You’ll have a hard time moving beyond the astonishing antlers of an Irish elk, an animal that has been extinct for 11,000 years. The huge antlers were found in a peat bog in Ireland and hung for 180 years in a huge old castle, even being featured in The Hobbitt. They were recently donated to the Maine State Museum by Bruce Bent.
Apparently the elk’s antlers were huge in order to impress the ladies. Well, they impressed me too!
As Drs. David and Paula Work took me through the museum’s fabulous collection of taxidermy, I was delighted to learn that some of the best items were donated by Drs. Bob Shelton and Paul Wade, old friends of mine.

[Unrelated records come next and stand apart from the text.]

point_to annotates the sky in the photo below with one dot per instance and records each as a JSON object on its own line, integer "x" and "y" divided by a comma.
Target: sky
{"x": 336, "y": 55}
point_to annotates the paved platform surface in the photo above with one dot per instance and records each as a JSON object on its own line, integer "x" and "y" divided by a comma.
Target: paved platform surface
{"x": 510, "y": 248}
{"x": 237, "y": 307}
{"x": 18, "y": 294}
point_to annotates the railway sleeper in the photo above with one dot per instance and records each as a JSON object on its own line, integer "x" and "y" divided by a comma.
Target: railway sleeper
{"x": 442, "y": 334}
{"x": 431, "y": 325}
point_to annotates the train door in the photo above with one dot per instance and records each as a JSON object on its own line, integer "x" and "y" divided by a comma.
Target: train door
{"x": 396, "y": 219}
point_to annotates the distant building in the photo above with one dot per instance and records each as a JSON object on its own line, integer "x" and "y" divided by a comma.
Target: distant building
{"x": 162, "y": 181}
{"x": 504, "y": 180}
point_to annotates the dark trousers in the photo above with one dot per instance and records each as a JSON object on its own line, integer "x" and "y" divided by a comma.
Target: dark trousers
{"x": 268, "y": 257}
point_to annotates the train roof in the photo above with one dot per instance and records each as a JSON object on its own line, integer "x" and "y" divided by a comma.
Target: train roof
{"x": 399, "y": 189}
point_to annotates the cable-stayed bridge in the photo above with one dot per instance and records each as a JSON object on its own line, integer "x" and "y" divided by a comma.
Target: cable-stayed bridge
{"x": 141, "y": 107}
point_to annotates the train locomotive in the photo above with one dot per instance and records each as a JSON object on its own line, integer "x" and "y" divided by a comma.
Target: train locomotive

And it was great to see things from the collection of Dort Bigg. Dort grew up on a small farm on my road in Mount Vernon and became a prominent and wealthy attorney in New Hampshire. He lived his retirement years in Turner, and filled his barn with animals he hunted all over the world, including a full mount of an elephant. Well, it was almost a full mount. Dort had to cut a piece out of each leg to fit the elephant into the barn!
I’d been wondering what happened to Dort’s collection, and it was good to see some of it in the state museum. I took my Dad, for his 75th birthday, out to Dort’s in Turner, where Dort gave us the full tour, telling fabulous hunting stories along the way. Dad was as thrilled by that day as I was.
From Klir Beck’s loons to some of my friend Paul Wade’s collection to the beautiful red fox to a stunning bobcat done by taxidermist Steve Jandreau and donated to the museum by the Sportsman’s Alliance of Maine, you will want to spend a lot of time enjoying the exhibit.
But you’ll also want to get to the museum’s other exhibit featuring guns and early Maine gunsmiths. Laurie LaBar is in charge of that exhibit, and her stories about each and every item made my visit very special.
From an early Hall breech loading flintlock rifle made in Portland between 1812 and 1816, to brass castings circa 1870, to beautiful Oxford County rifles, I was captivated – particularly by an 1870 knife-pistol made by Andrew Peavey. It operated as a .22 caliber pistol and was made in Montville.
If you’ve ever read William Krohn’s book, Manley Hardy – the Life and Writing of a Maine Fur-Buyer, Hunter, and Naturalist, you’ll be excited to see one of Hardy’s pistols – a pistol he used to shoot 80 moose!
And there’s a multiple shot gun created by one of Hardy’s friends, Charles Wheeler of Farmington. The museum also has one of Wheeler’s lengthy 6-piece hardwood salmon rods. I can’t imagine casting that thing.
Later that afternoon, I met with Jennifer Dube, the museum’s fundraiser, and Bernard Fishman, MSM’s director, to plan a talk about my book on Maine Sporting Camps that I’m scheduled to give on November 16 at the State Library and Museum for the Kennebec Historical Society. I was really excited to learn that at 5:30 pm that night, before my talk begins an hour later, they’ll be opening these exhibits for all who attend to enjoy. Put this on your calendar!